Şimdi Yol Ücretleri’ne yeni bir sistem getiriyoruz, Salınım ücreti (emission charge)…

Bir uçak tam yolcu ile kalkarsa bu cevre vergisini en az ödeyecek. Az yolcu ile kalkarsa katlanarak artıyor… Bu nasıl geldi? Eurocontrol mu icad etti?

Bugün çoğu büyük Avrupa devleti parlamentosunda yeşiller de söz sahibi... Onların diretmesi… Onlar, ayni zamanda trafik yollarının çoğaltılmasını istemiyor.

Askerler de istemiyor!!! Hadi buyrun...

Hangi sivil sektör, askere, Nato’ya, yeşillere, solculara, sendikalara vs rağmen hava yolu şirketleri daha çok kazansın, ama vergi ödeyenlerin yükü artsın (hava alanı ve ATM kurulacak) diye kapasite artısı projesini ciddiye alabilir ki?

 

İşin sıkıntısının bir kısmini Eurocontrol çekiyor zaten...

Devletlerle, sivil teşkilatlarla, özel sektör ve havayolları arasında arabuluculuk görevi yapıyor.

Hava yolları biz fiyatları indirdik, masrafları kıstık, kapasiteyi en iyi kullanıyoruz, sıra sizde diyor... Devletler de topu Eurocontrol’e atıyor...

Hadi sıra sizde, siz de kemer sıkın, masrafları kısın, projeleri azaltın….

Eee nereye varacak iş? Devlet kasaları şişmeye devam…

Eurocontrol’un durumuna bir başka örnek, dün yayınlandı.

Hani gecen aylarda İzlanda’da yanardağ patlamasında (ash-crisis) kül krizi olmuştu ya, Eurocontrol güvenlik enlemlerinde ciddi kararlar alarak, havayollarını engelleyerek, rotaları hızla değiştirip gecikmeleri en az’a indirerek falan çok takdir edilmişti! EU, sivil havacılıklar, hükümetler vs takdir etti…

Sonra ne oldu?

Bütün havayolları saldırıya geçti!

Milyarlarca zarar ettik sizin yüzünüzden sizi süründüreceğiz, kapattıracağız vs vs....

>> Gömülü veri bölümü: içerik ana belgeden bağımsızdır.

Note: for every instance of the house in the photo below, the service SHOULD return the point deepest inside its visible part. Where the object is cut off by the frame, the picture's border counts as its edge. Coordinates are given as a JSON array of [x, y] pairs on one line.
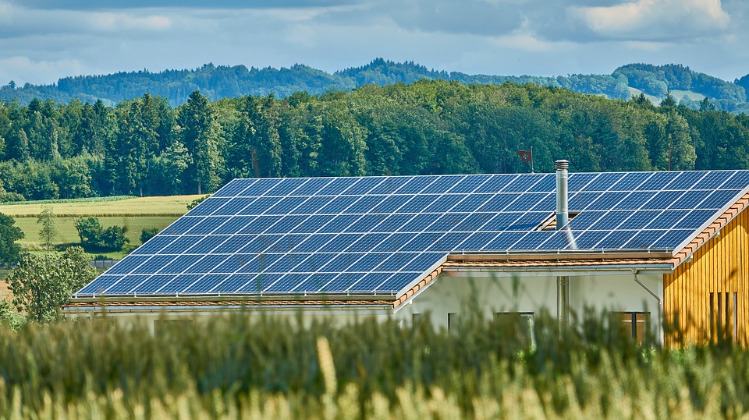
[[649, 245]]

Bu sefer yine İzlanda’da yanardağ faaliyete geçti. Eurocontrol derhal kül krizi ekibi (ash-crisis team) kurup işe koyuldu. Dünkü toplantıdan çıkan sonuç:

-Biz sürekli durumu ve riskli bölgeleri açıklayalım, havayolları kendileri karar versin!

Şimdi uçak düşerse “vay Eurocontrol beceriksiz, mahvettiler vs. vs”...

Halbuki iki ucu sorunlu değnek. Kimseyi memnun etmenin olanağı yok.

Özel sektör ve devletlerin arasında resmen şamar oğlanına döndük...

- / -

İçi beni yakar, dışı seni.

Trend (eğilim) gereği herkesi uçurmaktayız, treni kaçırmayalım diye acele ediyoruz ama alt yapının en önemli katmanı olan insanı yok sayarak başarı yolu arıyoruz.

Görülüyor ki bazen altından kalkılamayacak sorumluluklar üzerimize kalıyor.

Bizden kendi yol ve yöntemimizi bizim yaratmamız isteniyor. Doğrusu da bu.

ATM, Airline, DGCA, hepsi birer kurum.

Bu kurumları başarılı ya da başarısız yapacak olanlar ise yine insanımız.

Uçacak olan da, uçuracak olanda, hizmet verecek olan da insan.

Bu insanlarımızı nasıl yetiştireceğimizi hala planlamadık.

Şu anda sormamız gereken asıl soru şu;

Hızla değişen bu Teknoloji çağını değiştirecek nesiller yetiştirebilecek miyiz?